39.There are so many pot holes that some stretches actually have more pot hole than road. Motorists go around them by driving on the pavement or squeezing on the pothole free areas bringing a unique type of traffic jam, made up of pothole avoiders. And it is only here where the the roads upcountry are mostly okay, the capital city is full of potholes.
40. Ugandans send greetings to people sitting right next to them. Ask one to send shoutouts on radio or TV and they list people right next to them. Mbu so that they also feel they were mentioned. Crazy just!
41.A Ugandan will say miles when they mean kilometres and kilometres when they mean miles just because the two mean distance.
42.In Uganda, hawkers will literally beg you to look at their wares, saying “looking and trying is free” then turn around and hurl insults at you if you do not buy anything.
43.Music concert posters promise all artistes. Yes all over 100 of them on one stage. Only for some washed up have-beens to show up maybe with a few never-been-heard of.
44.Local, besides meaning something made in Uganda is also a derogatory term. Like local swag, or a local chick!! All of them meaning whatever subject comes after the word is not up to standard, or is backward.
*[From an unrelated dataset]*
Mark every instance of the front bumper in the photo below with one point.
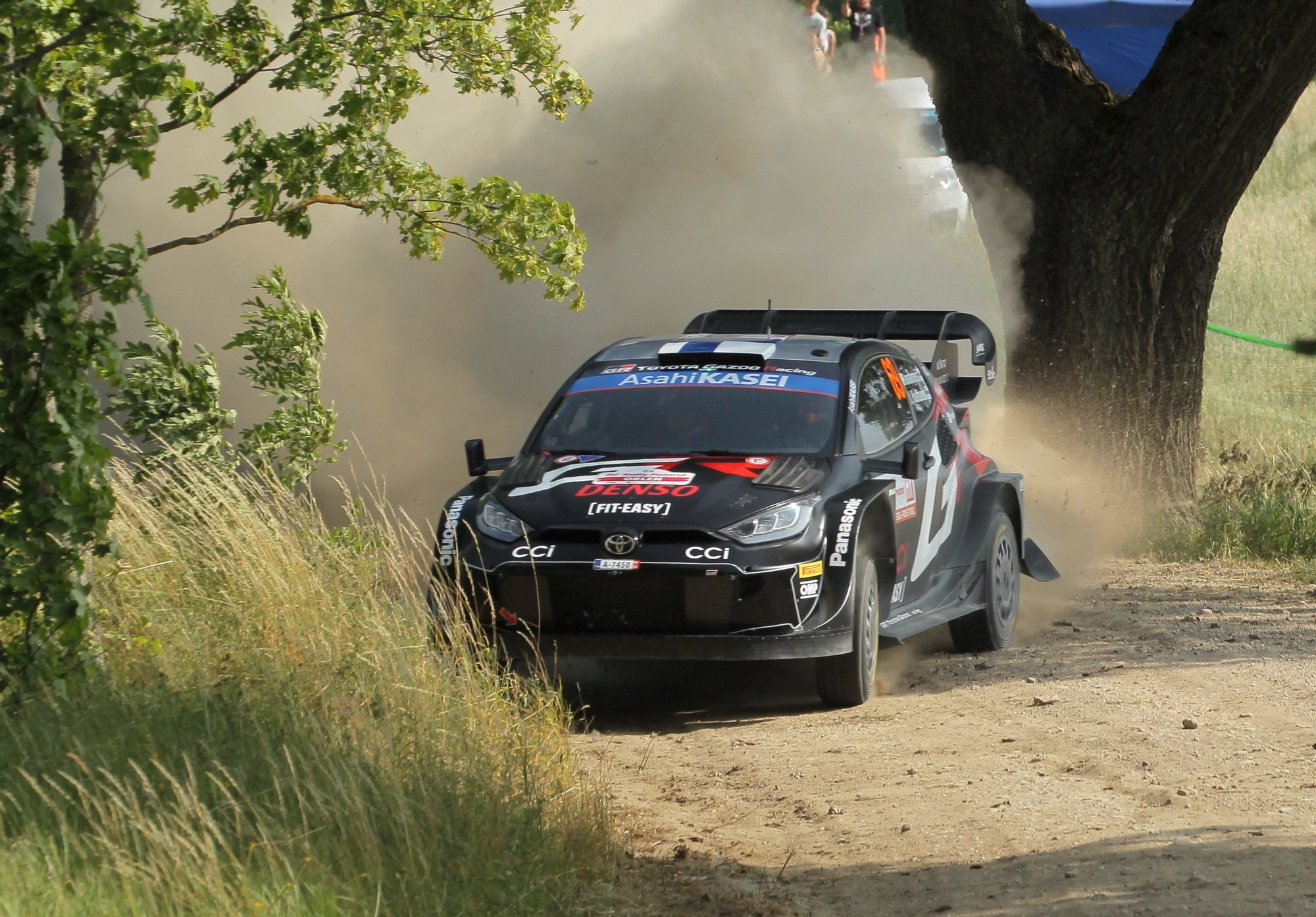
(709, 648)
45.The copy cat syndrome is everywhere. If a Ugandan goes and holds a My Child is a Superstar event and it is a success then you can wait to see another chap bring, My Baby is a Hero, or My Little One has Swag, all poor imitations. It doesn’t stop at copying other Ugandans, and includes everything they see in other countries and then add Uganda in the title. Need I say the results are almost always disastrous or sad?
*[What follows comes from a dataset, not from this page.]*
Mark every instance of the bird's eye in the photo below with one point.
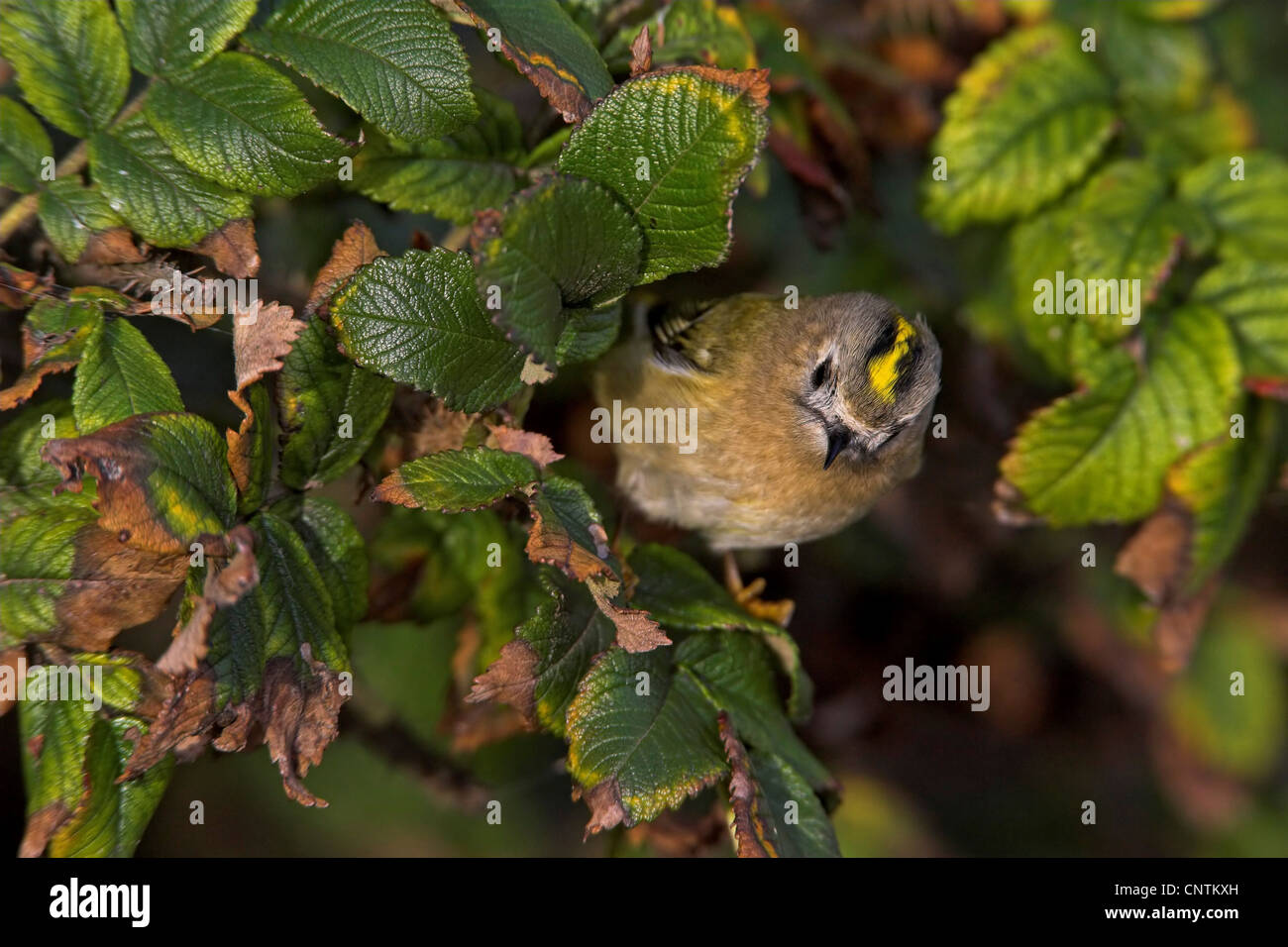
(820, 372)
46.It’s trendy to marry twice. It is only Uganda where you go for an obscenely expensive introduction which you called meetings for to marry your wife, and then hold another extravagant ceremony for the wedding!
47.Ugandans eat expensive meal out, then go home with beans and complain about how costly beans or matooke is, not to forget skipping breakfast at home to eat delicious Katoogo at work or in town.
48.People have phones that can handle four sim cards and pose as if they have the iPhone 5. Ugandans also expect everyone to have a Warid line so they can make use of the free calls they provide. After you have given them your number, they ask “Do you have Warid?”
49.When a Uganda says I love grasshoppers (locally know as nsenene), ants (locally called nswa) or termites he doesn’t mean that he cares that their natural habitat is preserved and they stay safe from predators. Because he is the predator, who will make sure every time the season rolls around they obliterate every single one of them. Insects are delicacies in Uganda. The nsenene and nswa are so much loved that they cause traffic jam as motorists haggle on the road side. It is the one time on Ugandan roads when no one complains because the time in the jam can be happily spent chewing away.
50.You have to look left and right while crossing a one way street because Bodaboda go both ways everywhere.